I riffled through the papers. “What about your dreams?” I asked softly. “Are they in here, too?”
“They have to be, or it wouldn’t be fair. Would it?”
“No.”
“Then you’ll have to guess which one is mine. We didn’t sign them.”
I folded the pages and put them in the pocket of my apron. I still felt curiously weightless and free, and I smiled up at him. “Thank yo
u.”
He blinked. “If it will make you smile like that, I’ll hide in the loo and write a novel.”
And just like that, the moment changed. I’d wanted to touch him since the moment I’d walked through the door and seen him, but now he was looking at me, that deep blue gaze on me, and I wouldn’t get a chance again. I put my hand on the back of his neck, rose up, and kissed him.
I’d never kissed a man before. Part of me thought it might be a quick thing, a chaste peck, but his mouth was warm and soft, and I lingered. Then he put his hand on my jaw and kissed me back, swift and hungry, as if he meant it. He didn’t touch me but for his hand, didn’t pull me to him, but he held me close and kissed me a second time, this time softer, but so hungry he bit my lip as we pulled apart, and his eyes when I looked into them had lost all their politeness.
“That was for being Brave Jack,” I said, my voice a husky breath.
“I’d brave all the fires of hell,” he said, “to see you naked.”
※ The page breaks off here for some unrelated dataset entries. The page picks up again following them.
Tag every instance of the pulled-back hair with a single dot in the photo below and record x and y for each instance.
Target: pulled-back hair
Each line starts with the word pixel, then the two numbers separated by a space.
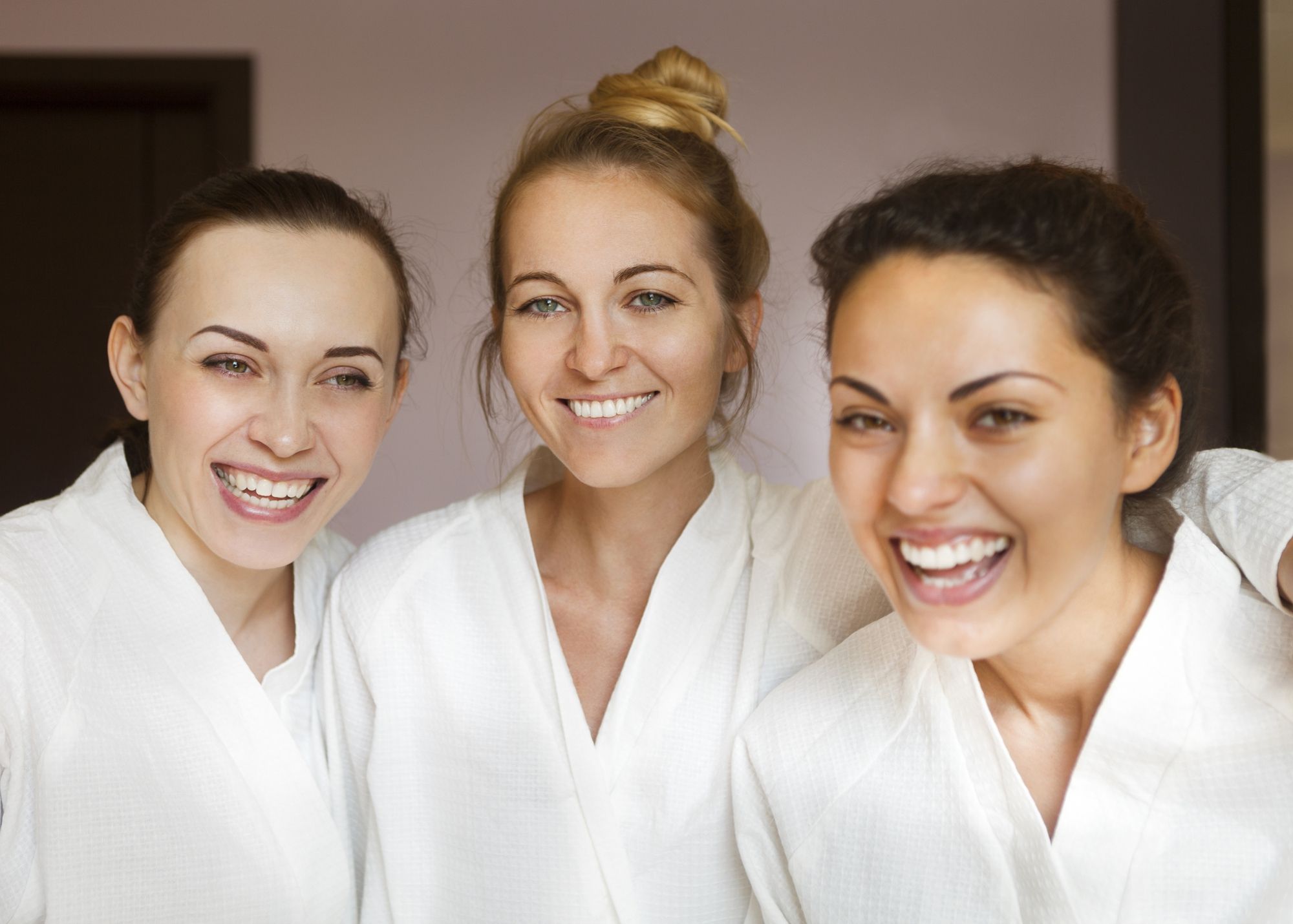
pixel 661 123
pixel 294 201
pixel 1132 303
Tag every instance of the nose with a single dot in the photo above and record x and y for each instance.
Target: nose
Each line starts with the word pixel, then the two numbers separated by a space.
pixel 285 426
pixel 598 350
pixel 928 474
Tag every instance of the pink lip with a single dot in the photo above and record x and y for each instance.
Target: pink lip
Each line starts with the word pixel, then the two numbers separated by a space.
pixel 607 423
pixel 262 515
pixel 952 596
pixel 272 476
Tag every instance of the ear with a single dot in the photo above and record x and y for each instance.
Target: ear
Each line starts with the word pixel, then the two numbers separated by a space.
pixel 1155 431
pixel 401 387
pixel 126 364
pixel 749 316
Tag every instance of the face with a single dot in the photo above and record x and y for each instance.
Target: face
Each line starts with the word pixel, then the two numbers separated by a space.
pixel 977 449
pixel 268 383
pixel 614 329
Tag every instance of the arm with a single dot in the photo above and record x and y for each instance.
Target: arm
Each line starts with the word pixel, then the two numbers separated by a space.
pixel 1245 502
pixel 762 854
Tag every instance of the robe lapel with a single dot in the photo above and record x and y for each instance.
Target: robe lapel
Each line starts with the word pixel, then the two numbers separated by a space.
pixel 1138 731
pixel 175 618
pixel 690 604
pixel 1016 823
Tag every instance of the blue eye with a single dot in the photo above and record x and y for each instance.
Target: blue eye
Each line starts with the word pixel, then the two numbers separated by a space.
pixel 652 302
pixel 542 307
pixel 1003 419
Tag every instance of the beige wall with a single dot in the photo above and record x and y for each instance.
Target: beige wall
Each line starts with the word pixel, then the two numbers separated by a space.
pixel 426 100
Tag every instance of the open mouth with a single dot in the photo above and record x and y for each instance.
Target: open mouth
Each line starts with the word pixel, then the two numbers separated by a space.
pixel 956 572
pixel 608 409
pixel 271 496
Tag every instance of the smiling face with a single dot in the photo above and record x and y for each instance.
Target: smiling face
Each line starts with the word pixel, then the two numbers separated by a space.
pixel 977 449
pixel 271 377
pixel 614 335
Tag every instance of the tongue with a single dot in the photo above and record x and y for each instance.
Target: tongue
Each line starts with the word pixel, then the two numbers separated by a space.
pixel 956 573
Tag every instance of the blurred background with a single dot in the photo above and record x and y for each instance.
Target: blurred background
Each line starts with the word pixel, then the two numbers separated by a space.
pixel 109 110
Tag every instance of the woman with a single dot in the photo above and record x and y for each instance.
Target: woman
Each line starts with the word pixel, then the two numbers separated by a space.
pixel 161 753
pixel 539 688
pixel 1056 726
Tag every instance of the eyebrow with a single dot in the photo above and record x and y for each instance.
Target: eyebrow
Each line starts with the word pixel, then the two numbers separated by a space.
pixel 630 272
pixel 352 352
pixel 972 387
pixel 859 386
pixel 255 343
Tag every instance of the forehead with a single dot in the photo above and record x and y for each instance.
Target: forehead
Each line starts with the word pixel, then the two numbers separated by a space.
pixel 952 317
pixel 283 285
pixel 593 224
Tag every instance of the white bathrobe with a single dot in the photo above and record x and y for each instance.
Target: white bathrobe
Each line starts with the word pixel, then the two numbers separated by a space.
pixel 876 788
pixel 145 776
pixel 474 789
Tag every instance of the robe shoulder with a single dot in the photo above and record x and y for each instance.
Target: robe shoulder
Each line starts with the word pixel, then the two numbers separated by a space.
pixel 381 565
pixel 855 701
pixel 827 589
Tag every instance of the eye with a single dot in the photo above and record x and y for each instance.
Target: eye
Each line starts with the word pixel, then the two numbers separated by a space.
pixel 1003 419
pixel 231 366
pixel 652 302
pixel 350 382
pixel 864 423
pixel 542 307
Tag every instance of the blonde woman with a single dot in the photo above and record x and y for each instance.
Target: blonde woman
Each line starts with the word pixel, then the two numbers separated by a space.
pixel 539 688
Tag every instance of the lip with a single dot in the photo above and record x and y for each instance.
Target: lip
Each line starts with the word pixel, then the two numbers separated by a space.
pixel 606 423
pixel 950 596
pixel 261 515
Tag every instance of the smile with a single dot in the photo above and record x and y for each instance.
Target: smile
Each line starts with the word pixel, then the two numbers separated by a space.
pixel 954 573
pixel 607 409
pixel 264 499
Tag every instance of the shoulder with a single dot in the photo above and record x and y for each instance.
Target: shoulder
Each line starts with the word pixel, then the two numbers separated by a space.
pixel 826 587
pixel 857 696
pixel 427 543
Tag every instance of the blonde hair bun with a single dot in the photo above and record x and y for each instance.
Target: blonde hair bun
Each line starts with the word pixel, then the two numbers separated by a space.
pixel 674 90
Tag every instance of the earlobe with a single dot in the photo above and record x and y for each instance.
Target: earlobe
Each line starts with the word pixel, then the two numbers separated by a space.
pixel 749 316
pixel 1154 439
pixel 126 364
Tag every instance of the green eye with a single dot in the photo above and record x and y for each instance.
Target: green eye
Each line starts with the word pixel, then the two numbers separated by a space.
pixel 651 300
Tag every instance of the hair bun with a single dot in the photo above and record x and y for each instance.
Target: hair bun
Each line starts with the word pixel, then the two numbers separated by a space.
pixel 674 90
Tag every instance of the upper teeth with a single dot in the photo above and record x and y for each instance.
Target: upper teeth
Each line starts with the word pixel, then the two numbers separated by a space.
pixel 950 555
pixel 611 408
pixel 263 492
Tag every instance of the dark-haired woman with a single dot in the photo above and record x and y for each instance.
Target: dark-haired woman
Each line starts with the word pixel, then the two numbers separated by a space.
pixel 540 687
pixel 161 757
pixel 1056 726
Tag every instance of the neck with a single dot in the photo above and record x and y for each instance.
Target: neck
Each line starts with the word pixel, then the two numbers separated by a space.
pixel 1063 670
pixel 616 532
pixel 240 596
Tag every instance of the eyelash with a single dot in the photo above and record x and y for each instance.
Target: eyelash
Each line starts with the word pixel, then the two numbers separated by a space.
pixel 868 423
pixel 528 308
pixel 218 364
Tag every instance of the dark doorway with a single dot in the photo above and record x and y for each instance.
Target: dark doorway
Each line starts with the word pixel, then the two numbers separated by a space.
pixel 92 152
pixel 1190 143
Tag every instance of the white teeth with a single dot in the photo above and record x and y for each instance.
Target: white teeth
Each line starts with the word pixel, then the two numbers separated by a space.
pixel 273 496
pixel 952 555
pixel 610 408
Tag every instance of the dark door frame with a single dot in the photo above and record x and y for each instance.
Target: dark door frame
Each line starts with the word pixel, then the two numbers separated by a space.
pixel 222 86
pixel 1190 140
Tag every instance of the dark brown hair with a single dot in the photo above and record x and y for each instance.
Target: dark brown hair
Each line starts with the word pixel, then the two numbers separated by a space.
pixel 1133 306
pixel 660 123
pixel 295 201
I was shocked, but the elated part of my brain flew even higher. I wouldn’t have minded the nakedness going the other way, but I didn’t know how to say it, not really. Instead I put my palm on his chest, feeling the hard, steady beat of his heart, just as I had imagined it, and said, “I have to go.”
He put his hand over mine, that fine, graceful hand, and pulled it from his chest. He turned my arm, bent, and pressed a kiss to the inside of my wrist, hot and lingering, as I ran my tongue along the spot on my lip he’d bitten. “Good night, Kitty,” he said.
I took one unsteady step back, and then another. “Good night,” I said shakily, and I left the room.
• • •
“What did he mean, Kitty,” Martha said that evening, “when he said you’re not a nurse?”
I was getting ready for bed, putting The Odyssey on my bedside table, and I stopped. In her corner, Nina didn’t even pause as she undid her apron.
I looked at Martha. She was preparing for night shift after her short sleep, tucking up her hair. “Are you all right?” I said. “You look exhausted.”